Par Yves Maillot, Directeur actions européennes chez Natixis AM
La victoire des partis pro-européens aux élections législatives du 15 mars aux Pays-Bas constitue un élément de stabilisation et même d’amélioration de la perception du risque ‘Europe’ dans l’esprit des investisseurs internationaux, en attendant les élections en France. A cet égard, le positionnement actuel d’Emmanuel Macron dans les sondages pousse même un certain nombre d’investisseurs internationaux à prendre les devants et à commencer à renforcer leurs positions sur l’Europe. Le pari est tentant mais risqué.
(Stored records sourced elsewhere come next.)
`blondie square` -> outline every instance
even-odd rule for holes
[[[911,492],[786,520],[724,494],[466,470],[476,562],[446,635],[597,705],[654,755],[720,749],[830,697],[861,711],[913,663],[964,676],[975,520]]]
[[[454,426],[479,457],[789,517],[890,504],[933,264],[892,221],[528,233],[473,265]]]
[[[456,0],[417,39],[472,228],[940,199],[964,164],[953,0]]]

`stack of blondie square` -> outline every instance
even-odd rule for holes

Surtout si Wall Street s’en mêle…
Scenario de rupture : quels impacts ?
Les sondages suggèrent toujours ces derniers jours que le camp des eurosceptiques essentiellement rassemblés sous la bannière du Front National de la candidate Marine Le Pen sera représenté au second tour de l’élection présidentielle mais que les chances de son rival (qu’il soit Emmanuel Macron ou François Fillon) seront nettement plus élevées dans la course finale (quoique les intentions de vote de ces deux candidats soient beaucoup plus fragiles).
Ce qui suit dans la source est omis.